Comprar material escolar ficou mais caro em Pelotas em 2026. Levantamento do Procon municipal aponta que o conjunto de 14 itens básicos pesquisados apresentou aumento médio de R$ 74,87 em comparação com o ano passado. O valor médio da lista elevou 26%, passando de R$ 286,97, em janeiro de 2025, para R$ 361,84 neste ano.
A pesquisa foi realizada na quarta-feira (14) pelo Serviço de Educação ao Consumidor do Procon Pelotas e analisou preços mínimos, máximos e médios de produtos comuns nas listas escolares, como cadernos, canetas, lápis de cor e estojos.
Segundo o coordenador executivo do órgão, Crístoni Costa, o levantamento busca orientar pais e responsáveis no momento da compra e reduzir o impacto no orçamento familiar.
Além do aumento no valor médio, o estudo chama atenção para a grande diferença de preços entre marcas e estabelecimentos. A soma dos menores valores encontrados para os 14 itens ficou em R$ 77,31, praticamente estável em relação a 2025. Já o total com os maiores preços chegou a R$ 727,17, um acréscimo de R$ 146,57 em comparação com o levantamento do ano anterior.
Essa disparidade aparece de forma clara em alguns produtos. Um estojo, por exemplo, pode custar desde R$ 5,99 até R$ 137, dependendo da marca e da papelaria. O mesmo ocorre com os cadernos espirais de capa dura: o modelo de 80 folhas varia entre R$ 7,99 e R$ 49,90, enquanto o de 160 folhas pode ir de R$ 14,90 a R$ 76. No caso do lápis de cor, o conjunto com 12 cores foi encontrado entre R$ 4,50 e R$ 68.
O Procon também reforça que escolas não podem exigir materiais de uso coletivo, como produtos de higiene e limpeza, copos, giz e canetas para quadro branco.
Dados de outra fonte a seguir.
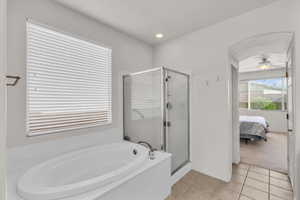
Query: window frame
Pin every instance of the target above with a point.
(78, 37)
(249, 94)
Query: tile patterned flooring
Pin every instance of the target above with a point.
(248, 183)
(271, 154)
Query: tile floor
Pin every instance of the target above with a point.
(248, 183)
(271, 154)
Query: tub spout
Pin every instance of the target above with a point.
(151, 149)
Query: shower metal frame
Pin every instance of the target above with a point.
(163, 107)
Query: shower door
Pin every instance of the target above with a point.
(177, 117)
(142, 107)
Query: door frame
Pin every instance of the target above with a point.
(3, 63)
(234, 97)
(232, 60)
(291, 73)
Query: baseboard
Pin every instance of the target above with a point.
(181, 172)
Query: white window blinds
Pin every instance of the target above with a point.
(68, 82)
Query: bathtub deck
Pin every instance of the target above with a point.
(248, 183)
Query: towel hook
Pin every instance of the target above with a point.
(17, 78)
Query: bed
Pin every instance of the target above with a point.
(253, 128)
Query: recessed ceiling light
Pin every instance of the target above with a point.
(264, 64)
(159, 35)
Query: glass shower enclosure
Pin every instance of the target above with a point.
(156, 110)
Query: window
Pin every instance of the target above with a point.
(68, 82)
(264, 94)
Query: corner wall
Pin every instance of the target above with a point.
(128, 55)
(205, 53)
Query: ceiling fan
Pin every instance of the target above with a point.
(264, 63)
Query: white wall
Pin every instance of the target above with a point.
(128, 55)
(3, 99)
(294, 18)
(205, 53)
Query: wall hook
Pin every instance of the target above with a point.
(17, 78)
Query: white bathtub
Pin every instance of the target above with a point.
(84, 172)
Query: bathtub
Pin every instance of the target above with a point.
(93, 172)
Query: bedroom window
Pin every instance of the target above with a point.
(263, 94)
(68, 82)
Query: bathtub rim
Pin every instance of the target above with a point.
(22, 186)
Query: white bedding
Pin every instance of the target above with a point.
(257, 119)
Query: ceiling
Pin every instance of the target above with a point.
(144, 18)
(250, 52)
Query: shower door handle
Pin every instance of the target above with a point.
(167, 123)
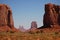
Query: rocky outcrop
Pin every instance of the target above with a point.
(6, 19)
(52, 15)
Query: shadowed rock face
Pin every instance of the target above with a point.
(6, 16)
(52, 15)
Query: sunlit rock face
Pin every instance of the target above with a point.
(33, 25)
(6, 19)
(52, 15)
(6, 16)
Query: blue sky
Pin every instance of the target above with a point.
(26, 11)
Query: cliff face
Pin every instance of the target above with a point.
(52, 15)
(6, 19)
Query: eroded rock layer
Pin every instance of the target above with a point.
(52, 15)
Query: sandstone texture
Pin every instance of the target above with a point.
(52, 15)
(6, 19)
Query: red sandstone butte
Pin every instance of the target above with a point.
(52, 15)
(6, 19)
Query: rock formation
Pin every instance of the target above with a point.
(33, 26)
(52, 15)
(6, 19)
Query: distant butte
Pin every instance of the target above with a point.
(6, 19)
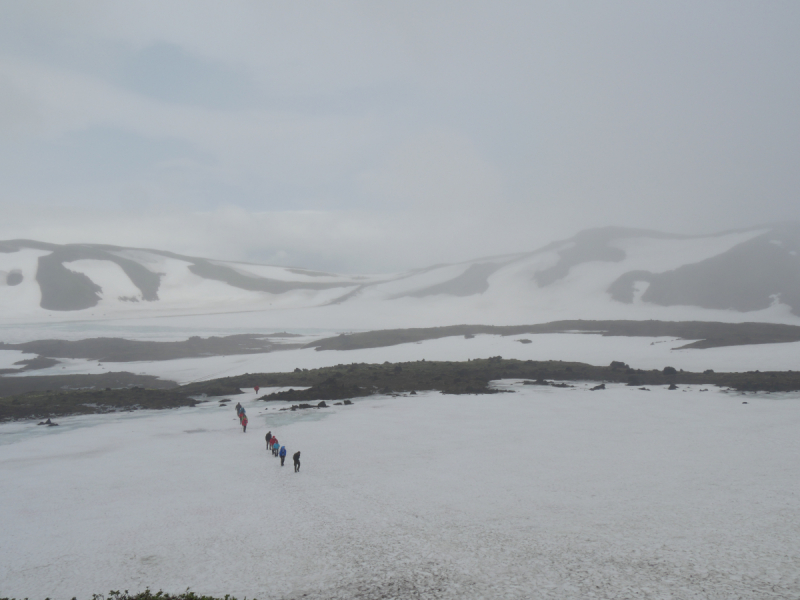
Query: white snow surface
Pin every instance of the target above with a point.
(512, 297)
(545, 493)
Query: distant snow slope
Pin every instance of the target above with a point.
(609, 273)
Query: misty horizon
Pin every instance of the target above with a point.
(363, 138)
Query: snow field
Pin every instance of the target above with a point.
(546, 493)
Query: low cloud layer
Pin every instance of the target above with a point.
(358, 137)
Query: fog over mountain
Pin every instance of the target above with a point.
(620, 273)
(361, 137)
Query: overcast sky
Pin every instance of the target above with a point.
(372, 136)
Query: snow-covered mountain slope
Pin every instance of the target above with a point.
(609, 273)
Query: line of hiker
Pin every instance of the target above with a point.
(242, 416)
(280, 451)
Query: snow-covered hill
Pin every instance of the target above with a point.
(609, 273)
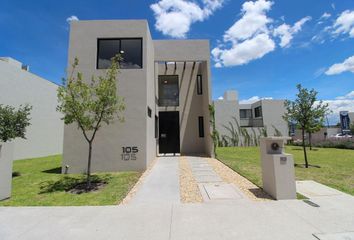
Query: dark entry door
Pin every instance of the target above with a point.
(169, 132)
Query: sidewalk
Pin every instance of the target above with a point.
(161, 185)
(155, 212)
(293, 219)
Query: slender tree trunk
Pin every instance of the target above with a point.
(88, 180)
(304, 147)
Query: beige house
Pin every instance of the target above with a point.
(166, 87)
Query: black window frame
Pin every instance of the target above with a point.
(201, 126)
(247, 111)
(260, 112)
(178, 88)
(149, 111)
(156, 126)
(120, 47)
(199, 84)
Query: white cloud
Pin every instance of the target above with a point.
(254, 99)
(250, 37)
(72, 18)
(333, 6)
(245, 51)
(349, 95)
(325, 15)
(344, 24)
(340, 103)
(347, 65)
(287, 32)
(253, 21)
(175, 17)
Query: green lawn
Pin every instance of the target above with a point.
(336, 165)
(41, 184)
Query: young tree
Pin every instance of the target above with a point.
(13, 123)
(305, 111)
(89, 104)
(314, 127)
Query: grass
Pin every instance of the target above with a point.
(38, 182)
(336, 166)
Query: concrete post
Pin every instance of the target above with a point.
(278, 172)
(6, 158)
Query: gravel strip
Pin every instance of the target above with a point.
(189, 190)
(230, 176)
(132, 192)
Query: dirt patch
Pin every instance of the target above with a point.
(81, 187)
(135, 188)
(189, 190)
(230, 176)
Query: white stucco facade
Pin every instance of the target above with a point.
(18, 87)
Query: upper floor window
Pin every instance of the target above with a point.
(258, 112)
(245, 113)
(129, 48)
(199, 85)
(168, 90)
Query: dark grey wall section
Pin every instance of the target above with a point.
(139, 87)
(132, 85)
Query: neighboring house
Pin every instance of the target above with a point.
(166, 87)
(18, 86)
(351, 117)
(256, 118)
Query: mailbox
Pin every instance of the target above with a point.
(6, 157)
(278, 173)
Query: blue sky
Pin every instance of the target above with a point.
(260, 48)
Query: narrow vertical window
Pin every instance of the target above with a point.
(199, 85)
(201, 126)
(149, 112)
(156, 127)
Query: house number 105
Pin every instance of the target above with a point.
(129, 153)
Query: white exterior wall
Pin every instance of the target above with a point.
(45, 135)
(227, 110)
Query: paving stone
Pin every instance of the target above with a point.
(312, 189)
(335, 236)
(203, 172)
(221, 191)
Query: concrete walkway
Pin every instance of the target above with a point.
(156, 213)
(291, 220)
(161, 186)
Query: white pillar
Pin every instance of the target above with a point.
(6, 159)
(278, 173)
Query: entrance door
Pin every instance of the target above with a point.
(169, 132)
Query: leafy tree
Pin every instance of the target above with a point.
(13, 123)
(305, 110)
(313, 127)
(352, 128)
(90, 104)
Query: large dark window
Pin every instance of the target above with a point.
(130, 50)
(201, 126)
(245, 113)
(168, 90)
(199, 85)
(258, 112)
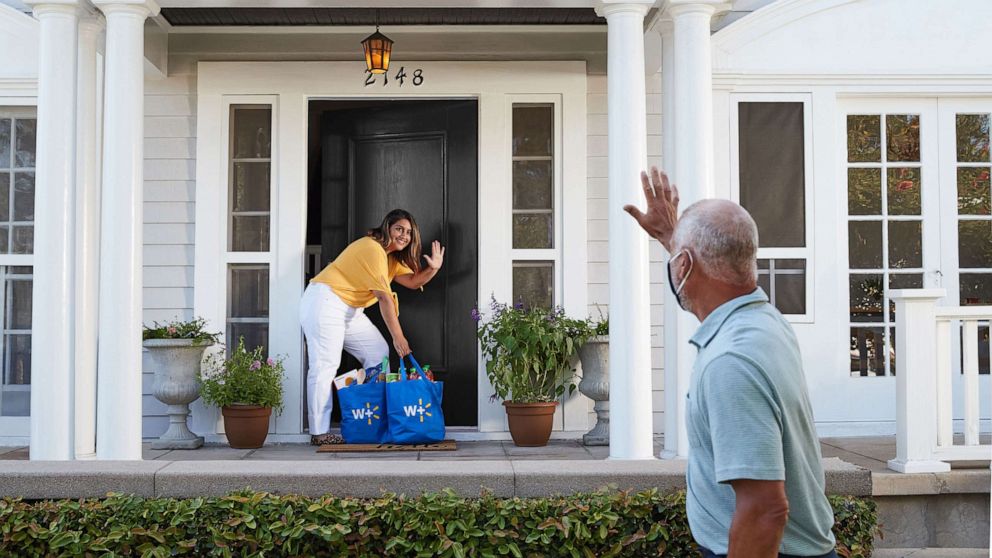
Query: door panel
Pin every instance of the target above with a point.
(419, 156)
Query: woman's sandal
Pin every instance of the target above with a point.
(323, 439)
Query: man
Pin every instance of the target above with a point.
(755, 480)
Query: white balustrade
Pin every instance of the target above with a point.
(925, 380)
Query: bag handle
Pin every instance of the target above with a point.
(416, 366)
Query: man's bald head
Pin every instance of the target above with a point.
(723, 239)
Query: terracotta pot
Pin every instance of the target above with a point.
(530, 423)
(246, 426)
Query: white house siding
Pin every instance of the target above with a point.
(170, 167)
(170, 145)
(598, 235)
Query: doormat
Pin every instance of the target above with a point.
(446, 445)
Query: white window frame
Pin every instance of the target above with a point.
(540, 255)
(15, 429)
(806, 252)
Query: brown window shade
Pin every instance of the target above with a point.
(772, 171)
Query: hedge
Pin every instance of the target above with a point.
(262, 524)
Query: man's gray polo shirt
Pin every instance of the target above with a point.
(749, 417)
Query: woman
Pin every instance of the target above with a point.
(332, 312)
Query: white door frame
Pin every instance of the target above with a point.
(289, 86)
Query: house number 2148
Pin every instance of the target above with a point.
(417, 78)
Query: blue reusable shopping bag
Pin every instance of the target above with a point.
(414, 408)
(363, 413)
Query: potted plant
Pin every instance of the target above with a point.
(528, 355)
(594, 355)
(175, 351)
(246, 386)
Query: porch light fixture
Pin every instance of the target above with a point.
(377, 49)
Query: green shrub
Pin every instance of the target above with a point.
(260, 524)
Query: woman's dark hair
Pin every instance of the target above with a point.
(409, 256)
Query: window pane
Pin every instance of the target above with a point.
(864, 138)
(251, 233)
(251, 186)
(255, 334)
(533, 231)
(25, 151)
(249, 291)
(4, 196)
(866, 293)
(974, 191)
(904, 191)
(864, 191)
(23, 240)
(532, 130)
(976, 289)
(24, 196)
(19, 314)
(865, 244)
(532, 185)
(772, 171)
(790, 293)
(533, 284)
(252, 132)
(905, 244)
(973, 138)
(903, 137)
(974, 244)
(867, 351)
(5, 124)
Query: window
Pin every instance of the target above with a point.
(885, 231)
(772, 186)
(17, 190)
(974, 209)
(534, 175)
(249, 221)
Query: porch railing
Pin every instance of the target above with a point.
(925, 371)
A prática é proibida pela Lei nº 12.886, de 2013, e a responsabilidade por esses itens é da instituição de ensino.
Por outro lado, as apostilas com conteúdo didático específico adotadas pela escola estão entre os poucos materiais cuja compra pode ser obrigatória. Nesses casos, as instituições costumam vender diretamente o material ou indicar os pontos de comercialização.
O Procon orienta atenção com a emissão da nota fiscal e que a compra do material escolar seja feita com planejamento e pesquisa, como forma de reduzir os impactos do aumento nos preços sobre o orçamento das famílias.